AlphaGo won 8 straight matches with two of the top players of one of the most computationally-complex perfect-information games out there: Go.
Its complexity stems from the sheer amount of possible scenarios that can play out in the game.
I thought that AlphaGo wasn’t really a breakthrough from usual playing techniques, although I failed to say so in public – Maybe I should cultivate the habits of predicting things publicly.
In any case, there are the advantages I think AlphaGo has over other Go AIs:
- More computing resources (memory, processing power)
- Access to better players
The first one is obvious. The second one, maybe not.
So here’s my take on the workings of AlphaGo: It has a combination of the Monte Carlo Tree Search algorithm and a Neural Network or other kind of pattern matching mechanism.
The pattern-matching mechanism, particularly if it is a Neural Network, would benefit from playing a lot of games; it could learn to prefer analyzing a particular “branch” or sequence of movements – we could say, roughly, pursue a train of thought – in a way that makes it likelier for it to win.
If a pattern matching algorithm plays only poor players, it will learn to beat them, but it won’t know how to beat good players. If it plays only a certain kind of game – say, the opponent plays always in a similar pattern – then it has gaps in the game, complete situations it can’t have a good heuristic.
Playing good players means that the tool explores many of the best techniques and possibilities frequented by good players, thus become better at choosing how to play against good players.
Now, you may think “well, it won’t be able to beat poor players, then, right?” But you’d be wrong. Because playing actually implies thinking about many turns in the future, and patterns for winning are already there, and there are techniques to secure your position… well, a poor player won’t be able to foresee much, which a good AI would, and even if the AI couldn’t bias itself towards the smartest plays, it can choose decent ones, which would be enough to beat a poor player.
In essence, I think AlphaGo has two mechanisms, then: one which has a bias towards immediate good-looking plays, and another one which has a bias towards statistically good-looking plays over many games.
I didn’t think all of that before the fourth game of AlphaGo vs Lee Sedol; I just had a hunch that you wouldn’t actually need a revolutionary AI to beat people at go. I may still be proven wrong if and when a paper about AlphaGo describes its inner workings.

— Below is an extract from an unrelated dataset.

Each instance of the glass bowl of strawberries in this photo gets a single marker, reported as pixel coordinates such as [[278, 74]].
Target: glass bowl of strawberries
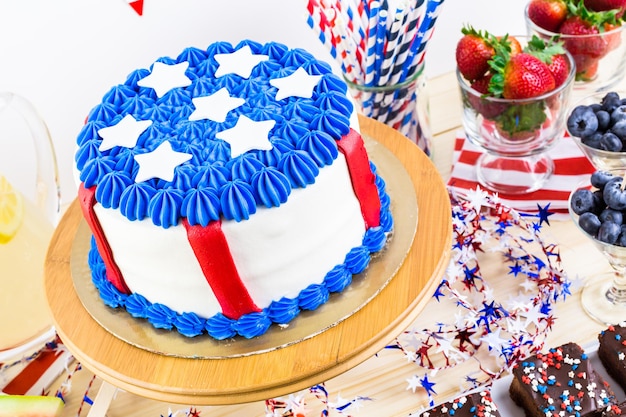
[[593, 33], [515, 93], [597, 123]]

What makes me feel more certain about it is this:
Mistake was on move 79, but only came to that realisation on around move 87
Demis Hassabis, CEO of DeepMind
And he had access to the data.
After move 87 or so, AlphaGo went haywire.
While about to post this, I found that the tweets by Demis Hassabis confirm my suspicions.
The neural nets were trained through self-play so there will be gaps in their knowledge, which is why we are here: to test AlphaGo the limit
So, while it’s amazing to see that a computer may outperform a person in a well-specified, perfect information game… I think it is at an advantage! Because Lee Sedol’s mind wasn’t trained on playing computers, but on people. I think that by exposing himself to a dozen or so further games with AlphaGo, Lee Sedol could start routinely beating it.
This reminds me of the image recognition neural nets which mistake static-like photos with all kinds of animals. You can find a set of images in which humans will routinely outperform them. As Go is a game where the “picture” is the result of your and your opponent’s plays, you can routinely set up the images.
Let’s see what happens in today’s games, anyway. Fun times to be alive in.